Mixtures of Self-Modelling RegressionsRhonda D Szczesniak1*, Kert Viele2,3 and Robin L Cooper4
- *Corresponding Author:
- Rhonda D Szczesniak
Division of Biostatistics & Epidemiology
Cincinnati Children's Hospital Medical Center, USA
E-mail: rhonda.szczesn[email protected]
Received date: July 02, 2014; Accepted date: August 08, 2014; Published date: August 15, 2014
Citation: Szczesniak RD, Viele K, Cooper RL (2014) Mixtures of Self-Modelling Regressions. J Biom Biostat S12:003. doi:10.4172/2155-6180.S12-003
Copyright: © 2014 Szczesniak RD, et al.

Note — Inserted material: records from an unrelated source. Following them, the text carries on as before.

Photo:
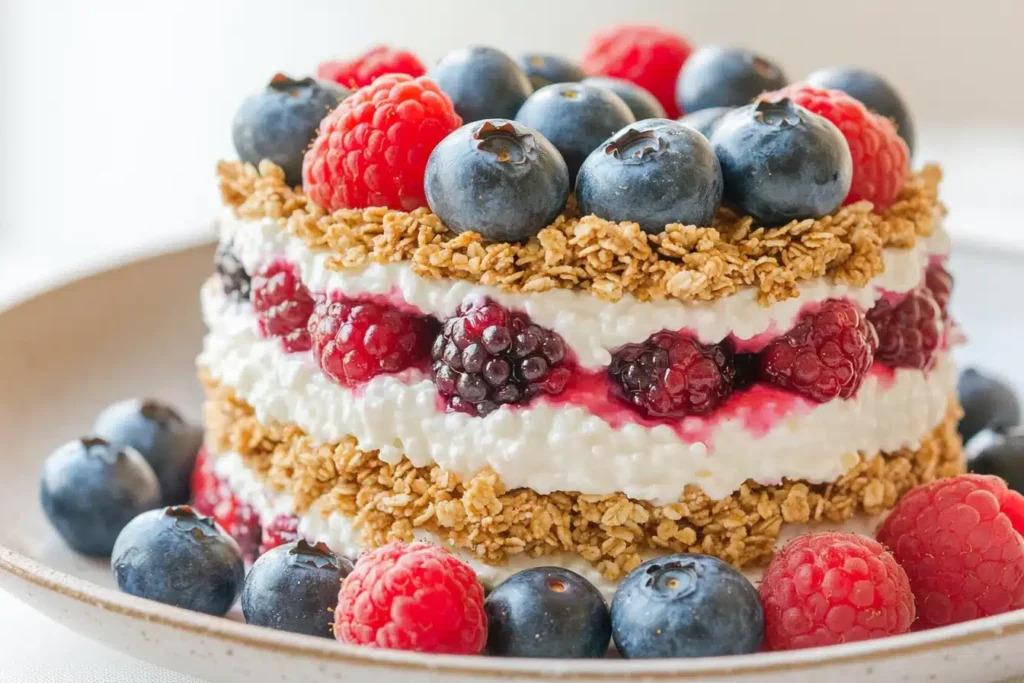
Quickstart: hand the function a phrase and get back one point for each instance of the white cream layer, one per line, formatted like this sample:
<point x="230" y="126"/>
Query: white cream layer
<point x="591" y="327"/>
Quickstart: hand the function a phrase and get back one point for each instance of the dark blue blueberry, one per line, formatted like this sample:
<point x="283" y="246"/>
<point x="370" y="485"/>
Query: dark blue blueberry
<point x="90" y="489"/>
<point x="653" y="172"/>
<point x="686" y="605"/>
<point x="576" y="118"/>
<point x="177" y="557"/>
<point x="641" y="102"/>
<point x="482" y="82"/>
<point x="717" y="76"/>
<point x="499" y="178"/>
<point x="781" y="163"/>
<point x="873" y="91"/>
<point x="295" y="588"/>
<point x="547" y="612"/>
<point x="543" y="69"/>
<point x="165" y="439"/>
<point x="280" y="122"/>
<point x="987" y="403"/>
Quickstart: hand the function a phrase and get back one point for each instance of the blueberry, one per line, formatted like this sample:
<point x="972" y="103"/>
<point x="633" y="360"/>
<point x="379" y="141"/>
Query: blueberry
<point x="90" y="489"/>
<point x="544" y="69"/>
<point x="280" y="122"/>
<point x="987" y="403"/>
<point x="686" y="605"/>
<point x="547" y="612"/>
<point x="641" y="102"/>
<point x="175" y="556"/>
<point x="498" y="177"/>
<point x="295" y="588"/>
<point x="717" y="76"/>
<point x="781" y="163"/>
<point x="482" y="82"/>
<point x="653" y="172"/>
<point x="873" y="91"/>
<point x="576" y="118"/>
<point x="165" y="439"/>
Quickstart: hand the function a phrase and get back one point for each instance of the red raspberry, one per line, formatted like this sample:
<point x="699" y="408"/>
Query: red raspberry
<point x="830" y="588"/>
<point x="908" y="332"/>
<point x="373" y="148"/>
<point x="880" y="156"/>
<point x="365" y="69"/>
<point x="354" y="341"/>
<point x="649" y="56"/>
<point x="673" y="376"/>
<point x="283" y="305"/>
<point x="960" y="541"/>
<point x="827" y="354"/>
<point x="412" y="597"/>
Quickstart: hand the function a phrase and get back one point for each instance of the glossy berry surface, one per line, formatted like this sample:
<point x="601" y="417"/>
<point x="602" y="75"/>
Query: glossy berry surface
<point x="90" y="489"/>
<point x="487" y="356"/>
<point x="652" y="172"/>
<point x="686" y="605"/>
<point x="499" y="178"/>
<point x="547" y="612"/>
<point x="295" y="588"/>
<point x="174" y="556"/>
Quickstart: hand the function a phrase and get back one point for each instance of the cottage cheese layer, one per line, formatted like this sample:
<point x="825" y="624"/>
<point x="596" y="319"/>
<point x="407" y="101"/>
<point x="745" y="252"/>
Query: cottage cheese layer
<point x="591" y="327"/>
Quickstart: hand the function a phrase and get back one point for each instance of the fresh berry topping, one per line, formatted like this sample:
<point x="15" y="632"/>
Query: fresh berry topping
<point x="547" y="612"/>
<point x="482" y="82"/>
<point x="412" y="597"/>
<point x="295" y="588"/>
<point x="365" y="69"/>
<point x="880" y="158"/>
<point x="574" y="118"/>
<point x="653" y="173"/>
<point x="686" y="605"/>
<point x="90" y="489"/>
<point x="960" y="542"/>
<point x="354" y="341"/>
<point x="824" y="589"/>
<point x="499" y="178"/>
<point x="283" y="305"/>
<point x="175" y="556"/>
<point x="649" y="56"/>
<point x="718" y="76"/>
<point x="281" y="121"/>
<point x="673" y="376"/>
<point x="876" y="93"/>
<point x="161" y="435"/>
<point x="909" y="332"/>
<point x="487" y="356"/>
<point x="373" y="150"/>
<point x="824" y="356"/>
<point x="781" y="162"/>
<point x="641" y="102"/>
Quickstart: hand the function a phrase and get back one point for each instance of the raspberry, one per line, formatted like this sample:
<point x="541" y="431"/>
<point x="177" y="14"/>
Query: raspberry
<point x="353" y="341"/>
<point x="412" y="597"/>
<point x="880" y="156"/>
<point x="373" y="148"/>
<point x="823" y="589"/>
<point x="486" y="356"/>
<point x="649" y="56"/>
<point x="960" y="541"/>
<point x="673" y="376"/>
<point x="909" y="332"/>
<point x="827" y="354"/>
<point x="283" y="305"/>
<point x="365" y="69"/>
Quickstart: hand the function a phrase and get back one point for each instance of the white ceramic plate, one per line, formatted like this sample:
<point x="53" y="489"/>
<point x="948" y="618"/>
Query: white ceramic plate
<point x="135" y="330"/>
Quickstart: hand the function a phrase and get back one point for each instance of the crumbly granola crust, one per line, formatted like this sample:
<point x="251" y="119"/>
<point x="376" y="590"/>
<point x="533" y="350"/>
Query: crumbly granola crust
<point x="388" y="502"/>
<point x="607" y="259"/>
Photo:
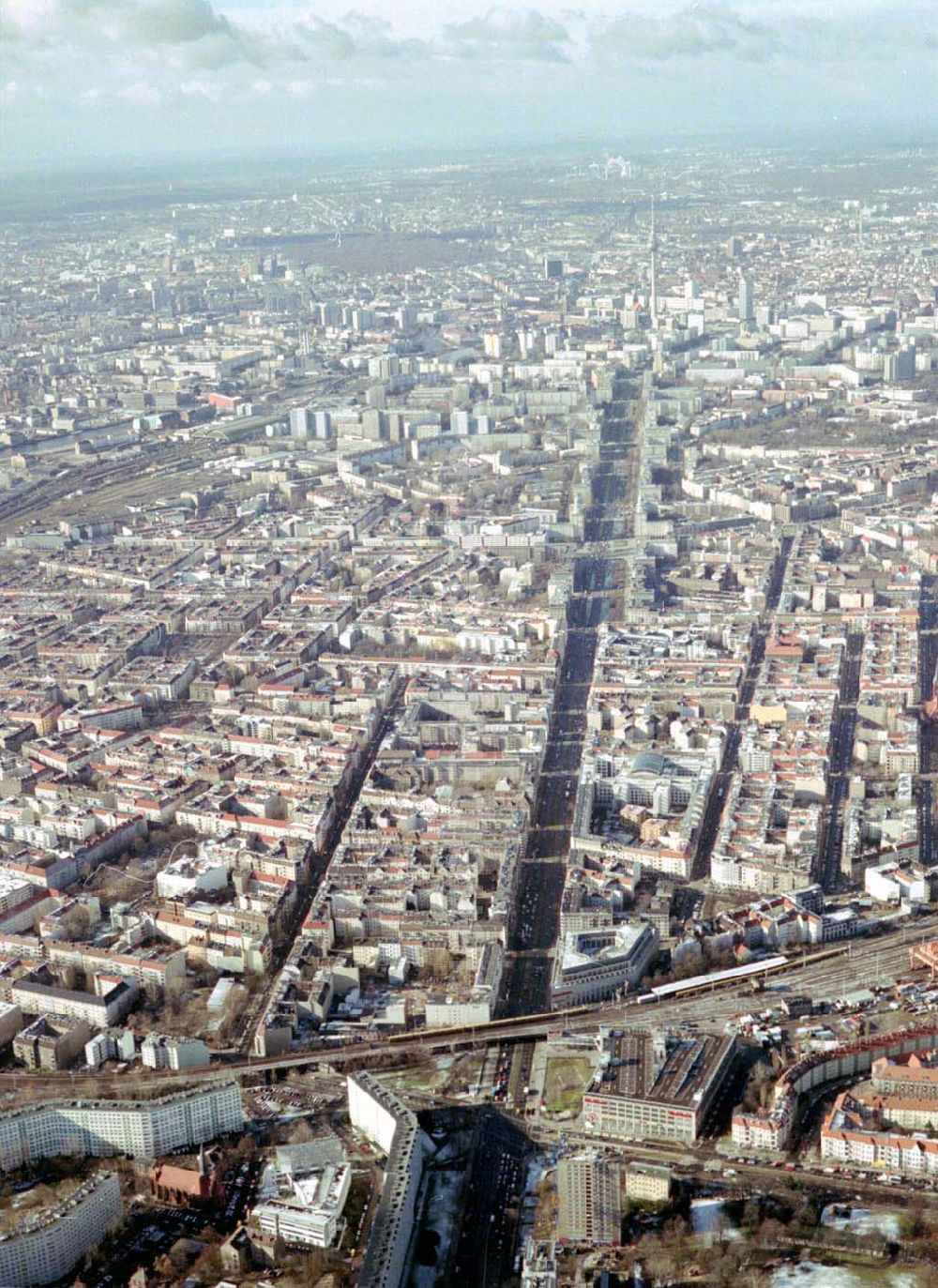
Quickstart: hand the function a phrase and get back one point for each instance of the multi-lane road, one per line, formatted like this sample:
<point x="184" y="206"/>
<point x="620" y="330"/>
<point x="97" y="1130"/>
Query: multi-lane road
<point x="535" y="916"/>
<point x="839" y="764"/>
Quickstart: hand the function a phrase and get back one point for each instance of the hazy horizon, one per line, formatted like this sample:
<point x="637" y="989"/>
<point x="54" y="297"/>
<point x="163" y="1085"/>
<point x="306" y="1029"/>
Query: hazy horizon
<point x="151" y="79"/>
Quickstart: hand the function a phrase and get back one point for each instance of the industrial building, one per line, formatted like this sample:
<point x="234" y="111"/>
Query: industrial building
<point x="594" y="965"/>
<point x="656" y="1086"/>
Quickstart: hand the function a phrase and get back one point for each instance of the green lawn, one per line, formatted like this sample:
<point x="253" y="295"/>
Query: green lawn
<point x="566" y="1078"/>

This is an open-access article distributed under the terms of the Creative Commons Attribution License, which permits unrestricted use, distribution, and reproduction in any medium, provided the original author and source are are credited.
A shape invariant model for functions f1,…,fn specifies that each individual function fi can be related to a common shape function g through the relation fi(x)=aig(cix + di) + bi. We consider a flexible mixture model that allows multiple shape functions g1,…,gK, where each fi is a shape invariant transformation of one of those gk. We derive an MCMC algorithm for fitting the model using Bayesian Adaptive Regression Splines (BARS), propose a strategy to improve its mixing properties and utilize existing model selection criteria in semiparametric mixtures to select the number of distinct shape functions. We discuss some of the computational difficulties that arise. The method is illustrated using synaptic transmission data, where the groups of functions may indicate different active zones in a synapse.